Die Schule des Todes

Elisabeth Herrmann - Die siebte Stunde

Elisabeth Herrmann – Die siebte Stunde

Joachim Vernau muss nachsitzen. Zumindest zieht es ihn wieder in die Schule, nachdem der klamme Rechtsanwalt eine Chance bekommt, sein Bankkonto wieder etwas ins Plus zu bringen. Er soll an einer Berliner Privatschule eine Jura-AG übernehmen, in der den Schülern die Materie von Recht und Rechtsprechung nahegebracht werden soll. Eigentlich eine leichte Aufgabe für den findigen Vernau, doch in der Realität stellt sich alles dann ein bisschen anders da. An der Schule herrscht eine gedrückte und fast feindselige Stimmung und Schüler und Lehrer scheinen Geheimnisse zu hüten.
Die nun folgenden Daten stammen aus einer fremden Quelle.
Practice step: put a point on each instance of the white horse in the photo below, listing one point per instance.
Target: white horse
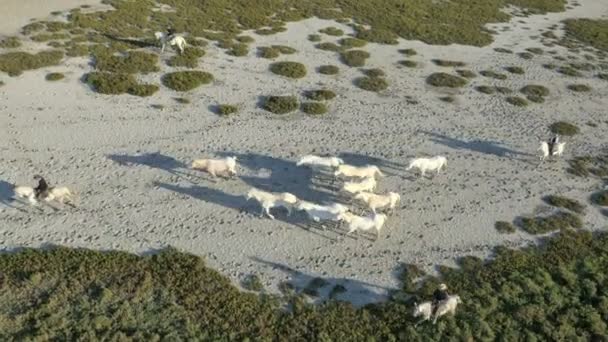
(428, 164)
(176, 40)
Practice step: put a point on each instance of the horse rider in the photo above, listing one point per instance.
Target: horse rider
(440, 294)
Brisant wird das Ganze, als Vernau dann auf Informationen stößt, dass eine Schülerin aus dieser Schule Selbstmord begangen hat.

Langsam durchdringt er die Mauern des Schweigens und folgt den Spuren eines mysteriösen Spiels, das die Schüler der Privatschule zu spielen scheinen. Kann in einem harmlosen Spiel der Schlüssel zum Tod des Schülers und dem Schweigen der Schule stecken?